除夜

今日は寒い日になりました。
境内の3ヶ所に、かがり火を準備しました。除夜の鐘を撞きに来られた方に暖を取っていただくためです。今夜、吹き曝しの鐘楼で鐘を撞くのはきっと寒いでしょう。
11時45分から一山の僧侶が撞き、その後は3~4人で一撞きしていただきます。お越しになる人が多いので、108つで終わらせるための秘策です。
その頃には、あちこちから鐘の音が聞こえてきますが、一番よくわかるのは知恩院の鐘の音です。地を這うような低い音が聞こえてきます。鐘が大きくて、撞くのに時間が掛かるので、一番最後まで鳴っています。
さて、今年も今日で終わりです。皆さん、「日並記」をご覧いただき有り難うございました。
来たる年も、皆さんに幸多きことを祈念して、今年のページを閉じさせていただきます。
戒算上人の廟所

今日は曇りがちの空模様でしたが、気温は昨日と同じ13度まで気温が上がり、風もなくて、それほど寒くありませんでした。
真如堂の境内の東北の角に、真如堂開祖の戒算上人の廟所があります。
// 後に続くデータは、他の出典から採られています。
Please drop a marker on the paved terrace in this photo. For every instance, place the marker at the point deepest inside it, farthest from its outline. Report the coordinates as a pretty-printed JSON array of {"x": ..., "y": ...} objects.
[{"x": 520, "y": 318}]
お正月を迎えるのに当たって、綺麗に掃除をしました。
戒算上人の詳しい記録は少なく、戒律に厳しい人であったこと、1053年に享年91歳で遷化されたことが『真如堂縁起』によってわかるのみです。想像ですが、東三條院に近い、藤原氏一族出身の方ではないかと思います。
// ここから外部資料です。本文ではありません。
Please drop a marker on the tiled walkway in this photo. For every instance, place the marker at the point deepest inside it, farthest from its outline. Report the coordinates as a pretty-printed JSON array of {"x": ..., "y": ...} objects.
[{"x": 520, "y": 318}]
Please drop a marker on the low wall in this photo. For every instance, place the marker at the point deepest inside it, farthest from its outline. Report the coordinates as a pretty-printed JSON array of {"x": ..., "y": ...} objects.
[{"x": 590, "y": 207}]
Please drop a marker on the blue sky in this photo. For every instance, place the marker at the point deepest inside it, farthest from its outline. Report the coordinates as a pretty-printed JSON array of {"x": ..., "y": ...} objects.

真如堂は、戒算上人と東三條院の霊夢によって、慈覚大師御作の阿弥陀如来を比叡山から今の場所の近くに遷座して建てられました。
比叡山を背景にして建っています。あたかも、鬼が出入りするという鬼門を守ってくださっているかのようです。来年も再来年も、未来永劫に渡って、どうかご守護ください。